Inhibition via physical control methods includes the incorporation of our chemistries into our MinCryl™ and MinTopper™ lines of coal pile sealants and bunker sealants. The inhibitors in these products protect coal storage from moisture and oxygen exchange, reducing heat formation. A secondary benefit of this slowdown to the auto-oxidation process is the conservation of heat value (BTU content). By conserving the heat value of the coal during short and long-term storage, coal-fired power plants are able to generate more electricity with less coal. Even small improvements in efficiency at this level can result in millions of dollars saved each year.
Inhibition via chemical control methods includes the incorporation of our chemistries into our CoalTrol™ and DustNot™ lines of process dust suppressants. Chemical inhibitors like MinTech’s FlameFreeze™ anti-oxidant technology, directly interrupt the oxidation and combustion processes. MinTech is the only company capable of combining our spontaneous combustion inhibitors into process dust suppression solutions, allowing our customers to control dust while simultaneously reducing the risk of spontaneous combustion throughout their coal handling processes. Our proven programs include full-body inhibitor treatments for rail loading, barge loading, and stack out operations.
Can existing dust suppression systems be utilized to apply MinTech spontaneous combustion inhibitors?
Yes, MinTech can easily retro-fit any dust suppression system to allow it to apply MinTech CoalTrol and DustNot products.
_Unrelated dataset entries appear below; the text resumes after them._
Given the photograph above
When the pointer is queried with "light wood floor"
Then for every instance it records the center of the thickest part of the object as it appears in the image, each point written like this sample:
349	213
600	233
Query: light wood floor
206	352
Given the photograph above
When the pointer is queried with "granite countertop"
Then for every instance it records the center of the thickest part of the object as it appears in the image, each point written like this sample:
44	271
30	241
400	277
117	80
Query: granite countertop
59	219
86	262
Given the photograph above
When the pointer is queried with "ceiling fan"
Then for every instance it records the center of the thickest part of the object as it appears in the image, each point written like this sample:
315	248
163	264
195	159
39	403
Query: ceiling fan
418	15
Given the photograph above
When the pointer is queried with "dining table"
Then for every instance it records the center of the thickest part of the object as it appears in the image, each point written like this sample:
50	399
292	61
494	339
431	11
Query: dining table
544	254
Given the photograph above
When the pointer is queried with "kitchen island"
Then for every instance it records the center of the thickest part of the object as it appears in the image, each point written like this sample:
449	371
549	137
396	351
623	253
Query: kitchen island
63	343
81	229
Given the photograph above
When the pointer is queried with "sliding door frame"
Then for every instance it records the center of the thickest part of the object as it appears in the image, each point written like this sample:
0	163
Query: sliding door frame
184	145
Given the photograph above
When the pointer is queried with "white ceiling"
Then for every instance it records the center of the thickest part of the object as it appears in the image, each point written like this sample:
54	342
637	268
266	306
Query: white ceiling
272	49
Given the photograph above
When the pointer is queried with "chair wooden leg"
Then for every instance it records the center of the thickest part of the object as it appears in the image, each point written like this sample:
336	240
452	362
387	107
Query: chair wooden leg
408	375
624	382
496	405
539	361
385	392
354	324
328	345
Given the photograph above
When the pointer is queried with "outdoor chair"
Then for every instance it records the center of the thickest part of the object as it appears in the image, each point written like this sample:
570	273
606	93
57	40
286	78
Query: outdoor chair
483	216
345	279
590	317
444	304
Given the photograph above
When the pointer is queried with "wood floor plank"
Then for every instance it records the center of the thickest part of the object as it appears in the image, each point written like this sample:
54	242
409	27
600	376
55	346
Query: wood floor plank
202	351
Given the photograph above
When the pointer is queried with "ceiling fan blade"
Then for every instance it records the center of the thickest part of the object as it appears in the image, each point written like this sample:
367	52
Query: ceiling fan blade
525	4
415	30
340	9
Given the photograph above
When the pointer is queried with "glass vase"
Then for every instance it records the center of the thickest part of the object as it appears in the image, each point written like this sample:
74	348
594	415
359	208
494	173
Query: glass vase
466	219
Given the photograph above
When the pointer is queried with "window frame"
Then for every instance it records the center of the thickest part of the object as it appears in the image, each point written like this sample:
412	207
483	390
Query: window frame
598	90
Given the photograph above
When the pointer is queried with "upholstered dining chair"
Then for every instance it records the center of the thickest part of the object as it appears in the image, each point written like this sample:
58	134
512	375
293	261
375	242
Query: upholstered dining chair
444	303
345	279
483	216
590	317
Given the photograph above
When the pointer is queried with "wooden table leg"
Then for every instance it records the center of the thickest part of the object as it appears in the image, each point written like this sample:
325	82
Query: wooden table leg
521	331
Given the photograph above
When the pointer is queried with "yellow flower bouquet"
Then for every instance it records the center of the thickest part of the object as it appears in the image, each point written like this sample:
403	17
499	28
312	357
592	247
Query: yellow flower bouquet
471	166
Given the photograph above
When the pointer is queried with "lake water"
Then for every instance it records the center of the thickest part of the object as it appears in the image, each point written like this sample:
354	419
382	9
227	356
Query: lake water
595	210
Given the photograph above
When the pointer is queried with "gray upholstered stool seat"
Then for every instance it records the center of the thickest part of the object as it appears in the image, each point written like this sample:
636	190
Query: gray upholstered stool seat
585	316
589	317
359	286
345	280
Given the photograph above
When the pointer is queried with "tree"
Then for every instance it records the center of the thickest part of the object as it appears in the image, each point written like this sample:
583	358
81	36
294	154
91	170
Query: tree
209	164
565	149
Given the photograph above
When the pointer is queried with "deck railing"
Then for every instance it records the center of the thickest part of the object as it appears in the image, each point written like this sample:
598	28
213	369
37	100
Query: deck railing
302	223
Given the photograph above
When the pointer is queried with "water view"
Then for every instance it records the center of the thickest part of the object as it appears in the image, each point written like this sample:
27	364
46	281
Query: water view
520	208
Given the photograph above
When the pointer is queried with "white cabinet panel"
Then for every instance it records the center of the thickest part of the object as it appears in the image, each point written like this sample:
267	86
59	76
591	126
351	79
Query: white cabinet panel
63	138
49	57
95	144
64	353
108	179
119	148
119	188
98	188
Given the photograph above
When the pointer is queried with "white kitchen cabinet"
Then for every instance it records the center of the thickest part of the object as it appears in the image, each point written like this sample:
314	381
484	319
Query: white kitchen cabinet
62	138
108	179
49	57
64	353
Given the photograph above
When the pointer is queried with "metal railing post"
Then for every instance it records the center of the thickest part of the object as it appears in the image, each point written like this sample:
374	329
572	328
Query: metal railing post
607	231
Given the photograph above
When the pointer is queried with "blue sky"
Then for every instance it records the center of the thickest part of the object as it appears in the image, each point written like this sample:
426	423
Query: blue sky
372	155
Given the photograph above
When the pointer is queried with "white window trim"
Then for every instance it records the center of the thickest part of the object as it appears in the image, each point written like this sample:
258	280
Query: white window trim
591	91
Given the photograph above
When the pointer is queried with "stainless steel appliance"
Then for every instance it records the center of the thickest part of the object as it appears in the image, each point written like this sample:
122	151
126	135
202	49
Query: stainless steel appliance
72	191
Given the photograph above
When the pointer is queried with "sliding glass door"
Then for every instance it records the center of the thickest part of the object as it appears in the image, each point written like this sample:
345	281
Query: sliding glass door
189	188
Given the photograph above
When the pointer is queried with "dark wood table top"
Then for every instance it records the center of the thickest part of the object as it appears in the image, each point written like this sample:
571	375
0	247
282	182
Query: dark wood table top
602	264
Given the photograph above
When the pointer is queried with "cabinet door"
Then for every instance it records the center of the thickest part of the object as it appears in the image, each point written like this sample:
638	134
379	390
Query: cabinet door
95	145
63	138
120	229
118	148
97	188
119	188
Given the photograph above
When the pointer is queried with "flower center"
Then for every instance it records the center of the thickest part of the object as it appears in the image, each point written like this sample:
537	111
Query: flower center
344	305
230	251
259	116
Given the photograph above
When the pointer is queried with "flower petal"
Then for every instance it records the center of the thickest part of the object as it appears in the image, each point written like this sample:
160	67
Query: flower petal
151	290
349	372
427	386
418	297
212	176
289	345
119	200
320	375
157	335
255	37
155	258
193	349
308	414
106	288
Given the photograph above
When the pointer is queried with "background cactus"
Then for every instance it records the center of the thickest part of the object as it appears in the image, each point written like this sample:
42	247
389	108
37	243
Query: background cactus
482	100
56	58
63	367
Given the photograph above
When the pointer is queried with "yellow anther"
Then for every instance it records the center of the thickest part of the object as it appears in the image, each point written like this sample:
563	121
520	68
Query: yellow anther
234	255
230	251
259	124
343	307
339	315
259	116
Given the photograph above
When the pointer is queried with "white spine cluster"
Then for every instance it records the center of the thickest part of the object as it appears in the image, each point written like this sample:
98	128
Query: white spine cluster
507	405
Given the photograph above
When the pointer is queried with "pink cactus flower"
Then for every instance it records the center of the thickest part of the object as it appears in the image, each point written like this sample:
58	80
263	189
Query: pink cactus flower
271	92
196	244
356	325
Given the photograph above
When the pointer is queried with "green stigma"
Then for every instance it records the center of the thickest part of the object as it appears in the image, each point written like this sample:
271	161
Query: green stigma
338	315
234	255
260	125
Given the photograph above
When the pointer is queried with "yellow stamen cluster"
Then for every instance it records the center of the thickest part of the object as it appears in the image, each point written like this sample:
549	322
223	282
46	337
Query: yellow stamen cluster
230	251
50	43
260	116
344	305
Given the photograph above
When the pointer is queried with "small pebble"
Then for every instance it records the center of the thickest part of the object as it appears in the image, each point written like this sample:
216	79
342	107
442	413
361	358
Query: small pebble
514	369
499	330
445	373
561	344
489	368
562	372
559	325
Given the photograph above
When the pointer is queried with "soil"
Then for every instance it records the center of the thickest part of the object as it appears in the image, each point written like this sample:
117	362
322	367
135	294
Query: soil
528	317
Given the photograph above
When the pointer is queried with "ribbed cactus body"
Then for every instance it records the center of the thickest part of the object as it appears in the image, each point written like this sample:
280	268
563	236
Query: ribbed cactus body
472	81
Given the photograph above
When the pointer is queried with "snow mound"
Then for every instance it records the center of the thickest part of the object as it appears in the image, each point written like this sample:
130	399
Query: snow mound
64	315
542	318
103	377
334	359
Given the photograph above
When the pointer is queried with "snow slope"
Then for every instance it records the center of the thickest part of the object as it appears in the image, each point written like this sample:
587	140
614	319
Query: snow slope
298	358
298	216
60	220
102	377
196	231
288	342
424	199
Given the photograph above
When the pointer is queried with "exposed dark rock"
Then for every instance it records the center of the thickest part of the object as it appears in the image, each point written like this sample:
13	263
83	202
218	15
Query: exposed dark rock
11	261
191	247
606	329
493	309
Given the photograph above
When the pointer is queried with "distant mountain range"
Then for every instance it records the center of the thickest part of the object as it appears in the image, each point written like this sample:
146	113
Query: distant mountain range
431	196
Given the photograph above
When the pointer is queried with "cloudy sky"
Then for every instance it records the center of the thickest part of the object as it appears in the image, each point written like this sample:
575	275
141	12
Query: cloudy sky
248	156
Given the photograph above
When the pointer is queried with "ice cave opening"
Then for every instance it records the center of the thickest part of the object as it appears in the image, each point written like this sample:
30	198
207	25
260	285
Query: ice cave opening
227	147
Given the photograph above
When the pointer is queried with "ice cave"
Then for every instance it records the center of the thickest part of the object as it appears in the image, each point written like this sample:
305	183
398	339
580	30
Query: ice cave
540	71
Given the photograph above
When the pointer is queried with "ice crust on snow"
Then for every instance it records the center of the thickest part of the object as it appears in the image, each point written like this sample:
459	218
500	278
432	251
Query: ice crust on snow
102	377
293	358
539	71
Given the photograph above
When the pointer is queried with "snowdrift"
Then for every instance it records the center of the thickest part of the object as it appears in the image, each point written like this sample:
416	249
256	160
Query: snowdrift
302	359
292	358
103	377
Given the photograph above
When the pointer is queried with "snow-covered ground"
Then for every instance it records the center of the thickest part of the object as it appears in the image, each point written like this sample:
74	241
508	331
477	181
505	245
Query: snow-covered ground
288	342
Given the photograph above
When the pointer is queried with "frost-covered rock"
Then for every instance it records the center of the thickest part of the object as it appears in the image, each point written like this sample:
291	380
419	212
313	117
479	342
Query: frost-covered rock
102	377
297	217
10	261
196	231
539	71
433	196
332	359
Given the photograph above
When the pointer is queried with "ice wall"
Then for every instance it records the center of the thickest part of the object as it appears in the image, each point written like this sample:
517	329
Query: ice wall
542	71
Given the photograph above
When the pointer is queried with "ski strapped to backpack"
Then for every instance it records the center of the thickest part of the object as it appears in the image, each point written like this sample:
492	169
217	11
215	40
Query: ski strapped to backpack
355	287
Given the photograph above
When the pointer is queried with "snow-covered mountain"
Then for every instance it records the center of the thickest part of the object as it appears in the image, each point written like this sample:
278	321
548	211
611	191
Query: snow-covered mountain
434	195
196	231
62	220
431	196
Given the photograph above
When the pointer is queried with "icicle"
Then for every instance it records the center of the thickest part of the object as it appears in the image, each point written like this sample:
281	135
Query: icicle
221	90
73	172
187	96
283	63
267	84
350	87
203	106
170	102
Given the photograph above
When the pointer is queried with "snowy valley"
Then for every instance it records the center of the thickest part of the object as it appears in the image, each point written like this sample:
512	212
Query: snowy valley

The process is simple, starting with a free site survey performed by one of MinTech’s engineers. During the upgrading process, MinTech engineers will work with MinTech chemists to select the best dust suppressant/spontaneous combustion inhibitor blend for your exact needs. The equipment upgrade will meet your needs and your budget. The chemicals employed will be compatible with your water, formulated for your coal, and developed to meet your safety and environmental health requirements.
Who will service my dust suppression system?
MinTech services every dust suppression system we install at no charge. We know that dust suppression and spontaneous combustion chemicals will only perform properly if they are applied properly. That’s why our service technicians perform routine maintenance on every system we service.